Compared with the other algorithms, we observe that LsTM almost always achieves the best performance across these distinct datasets. These results indicate the robustness of LsTM. We provide more detailed comparisons below.

We begin by comparing LsTM with the three discriminative approaches (i.e., MLkNN, SVMs, and RAkLE). LsTM is unquestionably better than MLkNN across all six datasets for both Micro-F1 and Macro-F1. This is because the simpler MLkNN algorithm is unsuited for these high-dimensional text document collections. Compared with the two state-of-the-art SVMs and RAkLE, LsTM achieves better performance for almost everything except the Micro-F1 score for the bibtex dataset. With respect to Macro-F1, LsTM clearly outperforms the others for the Arts, Health, and bookmarks datasets. We believe that this is due to the relatively low cardinality values of these three datasets. In this case, it is easy to assign preferable labelsets to word tokens during model training. It is interesting to observe that SVMs slightly outperform RAkLE despite ignoring label dependencies. This is mainly because the SVMs perform the additional parameter searching processes.

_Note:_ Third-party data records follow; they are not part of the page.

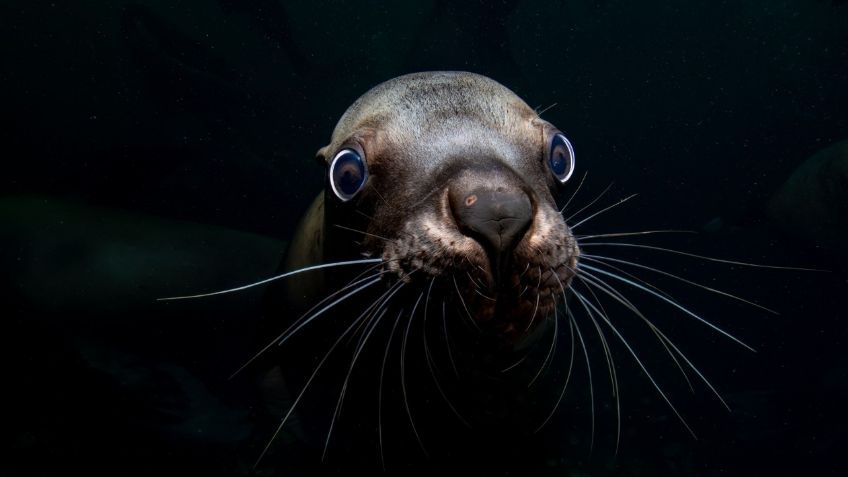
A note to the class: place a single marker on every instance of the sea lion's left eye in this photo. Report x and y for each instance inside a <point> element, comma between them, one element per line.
<point>561,158</point>
<point>347,174</point>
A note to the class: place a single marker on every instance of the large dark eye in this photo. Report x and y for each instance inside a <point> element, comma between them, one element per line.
<point>561,158</point>
<point>347,174</point>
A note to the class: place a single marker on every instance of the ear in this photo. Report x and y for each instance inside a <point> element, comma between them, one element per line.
<point>322,156</point>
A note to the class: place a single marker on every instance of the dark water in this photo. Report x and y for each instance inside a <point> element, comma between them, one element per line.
<point>158,148</point>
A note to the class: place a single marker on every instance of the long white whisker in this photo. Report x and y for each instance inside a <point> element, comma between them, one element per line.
<point>602,211</point>
<point>567,376</point>
<point>702,257</point>
<point>664,340</point>
<point>372,325</point>
<point>464,307</point>
<point>447,340</point>
<point>304,320</point>
<point>550,354</point>
<point>306,386</point>
<point>667,300</point>
<point>403,375</point>
<point>610,364</point>
<point>593,281</point>
<point>602,260</point>
<point>429,357</point>
<point>380,395</point>
<point>568,219</point>
<point>277,277</point>
<point>581,238</point>
<point>573,194</point>
<point>621,338</point>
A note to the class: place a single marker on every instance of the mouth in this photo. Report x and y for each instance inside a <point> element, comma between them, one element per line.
<point>511,309</point>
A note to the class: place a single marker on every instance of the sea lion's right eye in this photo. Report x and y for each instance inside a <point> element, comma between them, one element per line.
<point>348,173</point>
<point>561,158</point>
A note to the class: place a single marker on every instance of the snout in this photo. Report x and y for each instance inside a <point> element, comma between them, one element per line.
<point>497,217</point>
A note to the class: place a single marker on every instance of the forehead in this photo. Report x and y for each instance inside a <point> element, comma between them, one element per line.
<point>441,114</point>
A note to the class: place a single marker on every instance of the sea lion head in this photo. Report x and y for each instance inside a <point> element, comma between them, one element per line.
<point>451,179</point>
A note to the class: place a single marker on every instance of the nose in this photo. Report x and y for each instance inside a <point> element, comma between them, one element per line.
<point>497,217</point>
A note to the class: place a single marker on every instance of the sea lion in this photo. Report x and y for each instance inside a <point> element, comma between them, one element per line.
<point>813,202</point>
<point>444,186</point>
<point>449,176</point>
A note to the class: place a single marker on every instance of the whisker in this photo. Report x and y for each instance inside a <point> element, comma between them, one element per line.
<point>372,325</point>
<point>665,341</point>
<point>403,375</point>
<point>602,260</point>
<point>702,257</point>
<point>568,219</point>
<point>567,377</point>
<point>447,340</point>
<point>429,357</point>
<point>513,365</point>
<point>602,211</point>
<point>306,386</point>
<point>574,194</point>
<point>464,307</point>
<point>580,238</point>
<point>621,338</point>
<point>551,349</point>
<point>539,113</point>
<point>667,300</point>
<point>277,277</point>
<point>610,365</point>
<point>593,281</point>
<point>361,232</point>
<point>380,394</point>
<point>305,319</point>
<point>374,188</point>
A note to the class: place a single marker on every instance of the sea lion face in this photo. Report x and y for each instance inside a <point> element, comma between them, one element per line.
<point>459,190</point>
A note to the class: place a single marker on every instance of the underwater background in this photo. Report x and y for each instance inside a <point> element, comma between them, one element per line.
<point>156,148</point>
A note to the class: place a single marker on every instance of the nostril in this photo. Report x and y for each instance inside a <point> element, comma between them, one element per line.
<point>497,218</point>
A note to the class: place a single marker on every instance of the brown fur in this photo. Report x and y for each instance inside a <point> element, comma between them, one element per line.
<point>421,135</point>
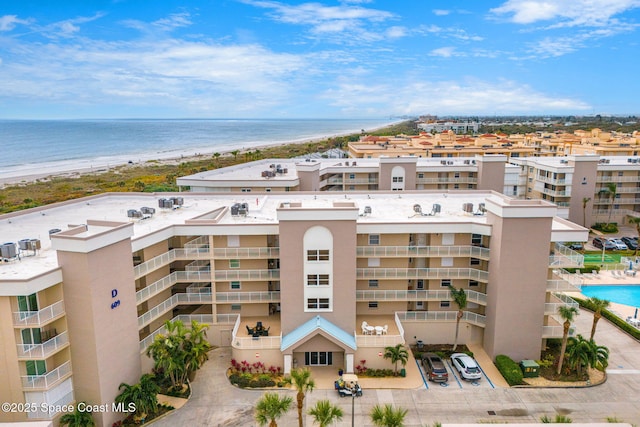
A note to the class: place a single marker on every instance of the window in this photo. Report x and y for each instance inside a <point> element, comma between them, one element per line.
<point>317,280</point>
<point>317,303</point>
<point>318,255</point>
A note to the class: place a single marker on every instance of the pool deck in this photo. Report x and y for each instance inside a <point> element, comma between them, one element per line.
<point>607,278</point>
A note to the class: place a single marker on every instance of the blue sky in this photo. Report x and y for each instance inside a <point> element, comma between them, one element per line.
<point>319,59</point>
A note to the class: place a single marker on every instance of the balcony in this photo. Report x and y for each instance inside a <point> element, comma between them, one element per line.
<point>423,251</point>
<point>48,380</point>
<point>247,297</point>
<point>244,253</point>
<point>170,280</point>
<point>228,275</point>
<point>171,303</point>
<point>417,295</point>
<point>38,318</point>
<point>422,273</point>
<point>44,350</point>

We now compare LsTM with the two supervised topic models (i.e., L-LDA and Dependency-LDA). Overall, LsTM outperforms the two models across all six datasets for both Micro-F1 and Macro-F1 metrics. Compared with L-LDA, LsTM achieves a 2 % ∼10 % improvement in terms of Micro-F1, and a 2 % ∼5 % improvement in terms of Macro-F1. The main difference between L-LDA and LsTM lies in allowing word tokens to be assigned to labelsets. Our empirical results show that LsTM successfully incorporates label dependency knowledge into L-LDA using labelsets. Compared with Dependency-LDA, LsTM improves the performance by 1 % ∼5 % on both F1 measures. For Micro-F1, LsTM also performs particularly well with datasets with lower cardinality values (i.e., Arts, Health and bookmarks). This further underscores that assigning preferable labelsets to word tokens significantly boosts the final classification performance. Overall, based on our evaluation results, we conclude that our method to capture the label dependencies is more effective than using Dependency-LDA.

5 Conclusion

In this paper, we relax the label independence assumption for multi-label document classification. To achieve this, we propose an extension of L-LDA, namely LsTM, which uses the concept of labelsets described in Boutell et al. (2004) to capture label dependencies. LsTM uses two observed labelset layers: the super-labelset and the sub-labelset. The super-labelsets group several related labels and the sub-labelsets assign combinations of these labels to each word. Compared with existing supervised topic modeling algorithms, LsTM is more straightforward and effective. We perform empirical evaluations on six well-known multi-label collections. Experimental results indicate that LsTM achieves competitive performance with both the state-of-the-art discriminative approaches and the supervised topic models.

In the future, we will focus on adaptively determining the two significant parameters (i.e., K and M). Another potential research direction is to apply LsTM to large-scale multi-label data.